3. Since most instructors, myself included, feel an enormous responsibility for protecting the safety of our students, how do we reconcile this responsibility with the provision of the original bill which prohibits one from being detained solely for the purposes of determining that the individual indeed has a valid permit? If an educator notices that a student is carrying a gun, don’t you think it is important for that educator to be able to verify that it’s okay for the student carry the gun into the classroom?
4. What empirical data has been collected from the states which currently allow concealed carry permit holders in other institutions of higher education? In other words, what research have you done to provide solid evidence to support claims that campus-carry will indeed make campuses a safer place?
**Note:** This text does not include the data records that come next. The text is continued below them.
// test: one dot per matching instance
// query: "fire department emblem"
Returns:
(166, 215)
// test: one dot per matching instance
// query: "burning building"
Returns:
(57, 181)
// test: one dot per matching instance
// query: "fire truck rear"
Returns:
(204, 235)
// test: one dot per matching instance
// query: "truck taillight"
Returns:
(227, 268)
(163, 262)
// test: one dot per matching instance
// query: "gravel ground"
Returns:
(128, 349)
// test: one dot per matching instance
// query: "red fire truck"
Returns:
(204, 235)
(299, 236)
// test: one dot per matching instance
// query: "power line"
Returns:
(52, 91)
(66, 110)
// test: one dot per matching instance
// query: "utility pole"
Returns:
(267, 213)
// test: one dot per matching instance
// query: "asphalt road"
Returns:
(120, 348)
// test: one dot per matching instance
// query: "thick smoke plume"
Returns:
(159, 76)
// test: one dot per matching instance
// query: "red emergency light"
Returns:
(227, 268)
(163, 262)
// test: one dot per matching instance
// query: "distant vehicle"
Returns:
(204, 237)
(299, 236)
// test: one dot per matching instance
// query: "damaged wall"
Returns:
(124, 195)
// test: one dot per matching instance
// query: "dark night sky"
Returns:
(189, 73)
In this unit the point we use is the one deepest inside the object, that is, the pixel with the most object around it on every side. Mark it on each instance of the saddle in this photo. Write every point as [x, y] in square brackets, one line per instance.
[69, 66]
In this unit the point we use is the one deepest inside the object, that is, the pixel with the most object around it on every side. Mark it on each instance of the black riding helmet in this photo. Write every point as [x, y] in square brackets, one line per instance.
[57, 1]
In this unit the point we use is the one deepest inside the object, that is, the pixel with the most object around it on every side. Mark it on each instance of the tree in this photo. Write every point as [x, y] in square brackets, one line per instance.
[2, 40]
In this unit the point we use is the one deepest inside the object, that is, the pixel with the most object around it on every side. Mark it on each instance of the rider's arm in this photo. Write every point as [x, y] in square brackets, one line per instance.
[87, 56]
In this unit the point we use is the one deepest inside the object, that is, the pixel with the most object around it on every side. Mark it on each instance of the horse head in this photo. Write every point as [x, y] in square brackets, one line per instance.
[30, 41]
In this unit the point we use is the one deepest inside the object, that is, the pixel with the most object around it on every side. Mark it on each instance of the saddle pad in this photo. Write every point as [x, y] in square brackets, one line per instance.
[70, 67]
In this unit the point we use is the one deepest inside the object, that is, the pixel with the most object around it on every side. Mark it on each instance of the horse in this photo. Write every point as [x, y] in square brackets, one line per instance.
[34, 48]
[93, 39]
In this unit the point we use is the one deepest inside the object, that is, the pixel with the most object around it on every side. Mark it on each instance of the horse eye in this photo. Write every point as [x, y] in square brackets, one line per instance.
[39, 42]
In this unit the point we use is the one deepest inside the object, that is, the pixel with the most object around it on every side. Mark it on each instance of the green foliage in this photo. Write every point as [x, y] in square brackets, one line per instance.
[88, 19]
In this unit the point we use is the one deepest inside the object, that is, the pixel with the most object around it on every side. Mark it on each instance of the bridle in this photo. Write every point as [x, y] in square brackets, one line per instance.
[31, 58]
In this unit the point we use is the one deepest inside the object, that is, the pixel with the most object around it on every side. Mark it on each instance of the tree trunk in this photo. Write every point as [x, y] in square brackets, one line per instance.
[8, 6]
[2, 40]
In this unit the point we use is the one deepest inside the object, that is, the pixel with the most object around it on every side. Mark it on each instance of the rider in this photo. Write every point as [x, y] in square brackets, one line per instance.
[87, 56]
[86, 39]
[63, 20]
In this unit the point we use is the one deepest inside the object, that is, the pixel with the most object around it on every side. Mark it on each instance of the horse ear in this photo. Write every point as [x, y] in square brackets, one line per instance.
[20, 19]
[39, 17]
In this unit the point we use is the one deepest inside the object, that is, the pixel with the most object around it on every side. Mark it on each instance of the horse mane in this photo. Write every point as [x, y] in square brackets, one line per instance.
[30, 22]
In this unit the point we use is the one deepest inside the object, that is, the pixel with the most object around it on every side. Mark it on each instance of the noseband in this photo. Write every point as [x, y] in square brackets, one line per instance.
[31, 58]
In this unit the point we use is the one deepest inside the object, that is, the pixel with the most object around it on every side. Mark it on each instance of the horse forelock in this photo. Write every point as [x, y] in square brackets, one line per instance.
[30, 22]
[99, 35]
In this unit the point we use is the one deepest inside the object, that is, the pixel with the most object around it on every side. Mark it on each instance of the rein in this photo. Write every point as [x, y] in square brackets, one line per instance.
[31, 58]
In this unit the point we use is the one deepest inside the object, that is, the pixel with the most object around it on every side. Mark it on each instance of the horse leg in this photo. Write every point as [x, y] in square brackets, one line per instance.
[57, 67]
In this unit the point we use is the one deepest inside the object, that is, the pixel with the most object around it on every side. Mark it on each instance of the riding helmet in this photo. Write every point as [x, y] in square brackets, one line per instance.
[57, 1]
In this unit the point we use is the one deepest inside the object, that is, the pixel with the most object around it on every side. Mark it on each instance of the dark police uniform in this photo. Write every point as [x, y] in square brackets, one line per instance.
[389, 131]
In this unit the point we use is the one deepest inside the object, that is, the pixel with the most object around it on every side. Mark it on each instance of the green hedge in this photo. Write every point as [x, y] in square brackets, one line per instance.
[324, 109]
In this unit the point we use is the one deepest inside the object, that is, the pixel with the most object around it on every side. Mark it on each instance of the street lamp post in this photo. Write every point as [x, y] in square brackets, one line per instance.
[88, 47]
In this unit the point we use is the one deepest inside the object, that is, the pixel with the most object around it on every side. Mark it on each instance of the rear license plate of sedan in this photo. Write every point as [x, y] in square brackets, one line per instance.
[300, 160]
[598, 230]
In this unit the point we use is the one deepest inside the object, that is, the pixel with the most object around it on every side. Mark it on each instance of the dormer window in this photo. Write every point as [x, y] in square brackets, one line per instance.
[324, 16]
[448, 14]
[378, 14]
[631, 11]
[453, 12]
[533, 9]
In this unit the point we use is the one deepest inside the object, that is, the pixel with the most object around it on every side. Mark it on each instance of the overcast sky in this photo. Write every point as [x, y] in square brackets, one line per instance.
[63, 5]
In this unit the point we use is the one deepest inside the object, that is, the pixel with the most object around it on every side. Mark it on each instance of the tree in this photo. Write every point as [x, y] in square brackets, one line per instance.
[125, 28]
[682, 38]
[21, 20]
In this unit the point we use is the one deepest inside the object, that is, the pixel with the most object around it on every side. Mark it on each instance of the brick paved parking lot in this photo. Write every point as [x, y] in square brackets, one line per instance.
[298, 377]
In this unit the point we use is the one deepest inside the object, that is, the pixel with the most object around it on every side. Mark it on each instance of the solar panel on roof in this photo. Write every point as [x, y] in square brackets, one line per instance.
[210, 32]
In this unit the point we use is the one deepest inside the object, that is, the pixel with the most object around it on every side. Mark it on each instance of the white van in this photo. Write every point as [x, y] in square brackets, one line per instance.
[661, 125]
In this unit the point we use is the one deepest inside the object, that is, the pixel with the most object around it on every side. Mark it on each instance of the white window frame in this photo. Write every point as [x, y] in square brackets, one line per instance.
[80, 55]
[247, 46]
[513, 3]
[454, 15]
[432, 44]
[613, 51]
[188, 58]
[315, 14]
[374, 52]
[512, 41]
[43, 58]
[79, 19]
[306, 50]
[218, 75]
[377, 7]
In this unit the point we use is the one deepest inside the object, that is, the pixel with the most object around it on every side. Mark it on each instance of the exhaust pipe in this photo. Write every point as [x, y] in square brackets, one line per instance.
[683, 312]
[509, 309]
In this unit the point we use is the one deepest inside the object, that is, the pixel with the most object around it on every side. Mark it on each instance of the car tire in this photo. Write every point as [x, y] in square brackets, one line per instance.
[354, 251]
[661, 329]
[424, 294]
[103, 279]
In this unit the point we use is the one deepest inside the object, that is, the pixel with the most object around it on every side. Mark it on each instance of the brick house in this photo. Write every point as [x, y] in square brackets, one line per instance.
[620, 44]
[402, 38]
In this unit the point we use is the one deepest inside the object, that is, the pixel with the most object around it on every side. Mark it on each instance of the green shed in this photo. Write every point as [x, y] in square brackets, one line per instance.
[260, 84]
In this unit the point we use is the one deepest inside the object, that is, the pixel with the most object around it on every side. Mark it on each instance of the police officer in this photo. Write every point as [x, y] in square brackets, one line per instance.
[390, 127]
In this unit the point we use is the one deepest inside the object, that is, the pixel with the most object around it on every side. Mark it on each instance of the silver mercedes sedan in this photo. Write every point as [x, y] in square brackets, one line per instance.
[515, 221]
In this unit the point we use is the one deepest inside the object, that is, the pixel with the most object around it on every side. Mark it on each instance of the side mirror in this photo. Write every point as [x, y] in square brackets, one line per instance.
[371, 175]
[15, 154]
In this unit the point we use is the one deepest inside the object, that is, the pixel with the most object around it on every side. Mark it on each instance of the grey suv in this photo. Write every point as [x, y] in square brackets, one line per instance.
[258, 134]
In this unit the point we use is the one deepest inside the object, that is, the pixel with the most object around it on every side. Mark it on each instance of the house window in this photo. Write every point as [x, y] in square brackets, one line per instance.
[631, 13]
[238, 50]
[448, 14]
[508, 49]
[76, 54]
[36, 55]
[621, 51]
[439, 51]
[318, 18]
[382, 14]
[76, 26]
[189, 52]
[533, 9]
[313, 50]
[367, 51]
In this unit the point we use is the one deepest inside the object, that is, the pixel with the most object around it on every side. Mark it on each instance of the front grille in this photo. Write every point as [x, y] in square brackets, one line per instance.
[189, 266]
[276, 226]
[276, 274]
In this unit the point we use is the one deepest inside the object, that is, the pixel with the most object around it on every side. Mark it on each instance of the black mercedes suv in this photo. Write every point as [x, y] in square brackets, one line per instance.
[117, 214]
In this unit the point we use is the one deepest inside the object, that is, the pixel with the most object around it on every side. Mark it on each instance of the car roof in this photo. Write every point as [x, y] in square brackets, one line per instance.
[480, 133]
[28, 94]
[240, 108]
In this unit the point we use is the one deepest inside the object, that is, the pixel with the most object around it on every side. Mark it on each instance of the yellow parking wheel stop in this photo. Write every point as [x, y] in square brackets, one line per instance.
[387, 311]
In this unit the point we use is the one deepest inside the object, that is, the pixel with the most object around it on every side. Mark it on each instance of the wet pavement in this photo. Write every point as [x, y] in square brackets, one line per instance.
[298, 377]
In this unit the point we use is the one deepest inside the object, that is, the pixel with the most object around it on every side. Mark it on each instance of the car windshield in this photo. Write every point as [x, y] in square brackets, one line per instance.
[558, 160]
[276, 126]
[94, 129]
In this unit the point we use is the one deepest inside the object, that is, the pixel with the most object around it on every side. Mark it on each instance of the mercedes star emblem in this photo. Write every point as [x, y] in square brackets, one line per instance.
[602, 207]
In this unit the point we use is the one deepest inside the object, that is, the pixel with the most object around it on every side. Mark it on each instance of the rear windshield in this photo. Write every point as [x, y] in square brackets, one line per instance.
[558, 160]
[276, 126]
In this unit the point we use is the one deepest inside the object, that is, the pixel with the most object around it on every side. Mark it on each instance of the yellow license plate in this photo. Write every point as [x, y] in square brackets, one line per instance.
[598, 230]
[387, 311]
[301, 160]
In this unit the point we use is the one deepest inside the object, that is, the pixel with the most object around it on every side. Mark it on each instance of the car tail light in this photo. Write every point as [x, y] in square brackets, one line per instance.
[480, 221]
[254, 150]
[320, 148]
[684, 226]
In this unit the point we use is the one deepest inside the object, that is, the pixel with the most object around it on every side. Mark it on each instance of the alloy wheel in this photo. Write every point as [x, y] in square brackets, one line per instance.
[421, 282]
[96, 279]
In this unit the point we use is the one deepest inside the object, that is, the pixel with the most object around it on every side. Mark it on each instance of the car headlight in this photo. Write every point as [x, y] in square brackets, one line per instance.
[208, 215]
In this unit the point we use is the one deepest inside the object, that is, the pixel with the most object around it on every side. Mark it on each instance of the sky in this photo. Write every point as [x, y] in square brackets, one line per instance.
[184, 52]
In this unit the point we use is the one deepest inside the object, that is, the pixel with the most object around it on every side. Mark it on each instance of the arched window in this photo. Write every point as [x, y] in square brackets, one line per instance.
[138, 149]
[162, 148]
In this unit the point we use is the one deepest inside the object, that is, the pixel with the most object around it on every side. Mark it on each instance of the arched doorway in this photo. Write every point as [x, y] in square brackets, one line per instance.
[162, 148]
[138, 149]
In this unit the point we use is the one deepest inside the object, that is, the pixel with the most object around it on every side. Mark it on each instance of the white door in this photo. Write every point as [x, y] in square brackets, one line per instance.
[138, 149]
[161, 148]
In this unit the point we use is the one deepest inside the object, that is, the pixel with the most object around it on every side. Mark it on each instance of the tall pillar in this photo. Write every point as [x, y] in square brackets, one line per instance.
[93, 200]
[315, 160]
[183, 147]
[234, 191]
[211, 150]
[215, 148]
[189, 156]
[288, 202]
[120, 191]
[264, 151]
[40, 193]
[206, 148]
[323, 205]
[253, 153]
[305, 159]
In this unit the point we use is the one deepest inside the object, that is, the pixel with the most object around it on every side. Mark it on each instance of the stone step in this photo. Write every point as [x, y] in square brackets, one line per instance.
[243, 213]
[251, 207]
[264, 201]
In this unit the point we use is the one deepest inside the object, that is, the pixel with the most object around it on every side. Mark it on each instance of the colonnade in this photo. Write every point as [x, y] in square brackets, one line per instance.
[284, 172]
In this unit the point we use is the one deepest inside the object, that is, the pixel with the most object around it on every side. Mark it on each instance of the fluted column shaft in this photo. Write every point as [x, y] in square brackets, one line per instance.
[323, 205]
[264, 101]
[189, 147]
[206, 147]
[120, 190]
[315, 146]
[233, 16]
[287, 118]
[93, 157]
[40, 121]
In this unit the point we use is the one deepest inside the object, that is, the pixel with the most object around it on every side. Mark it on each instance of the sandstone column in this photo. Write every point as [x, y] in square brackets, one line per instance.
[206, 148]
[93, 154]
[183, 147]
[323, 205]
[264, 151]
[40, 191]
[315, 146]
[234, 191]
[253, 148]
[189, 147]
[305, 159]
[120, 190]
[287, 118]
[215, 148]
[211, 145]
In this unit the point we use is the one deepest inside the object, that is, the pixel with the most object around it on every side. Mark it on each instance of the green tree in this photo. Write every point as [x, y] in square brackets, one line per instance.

I understand that our Constitutionally protected right to keep and bear arms is a guaranteed right, and that regulations which limit this right could potentially be used to limit other guaranteed rights as well. And I do not think for a second that passage of HB 859 will result in dire consequences. Still, if this is the best that we can do to increase the safety of Georgia college campuses then we ought to be ashamed of ourselves. We need to do better. And if the evidence we are going to rely upon to support passage of this bill – or to oppose passage of this bill – is strictly anecdotal, then we are succumbing to the pressures of fear to enact legislation at the expense of ration and logic.
As you consider this legislation, please consider that perhaps those who are in the best position to determine if HB 859 will indeed increase safety on their college campuses are the leadership teams of each individual institution. If you support this bill, I urge you to adopt a provision which will extend the right for each individual public institution of higher education to ultimately determine whether or not the potential safety risks and complications of enacting this bill will outweigh the potential benefits.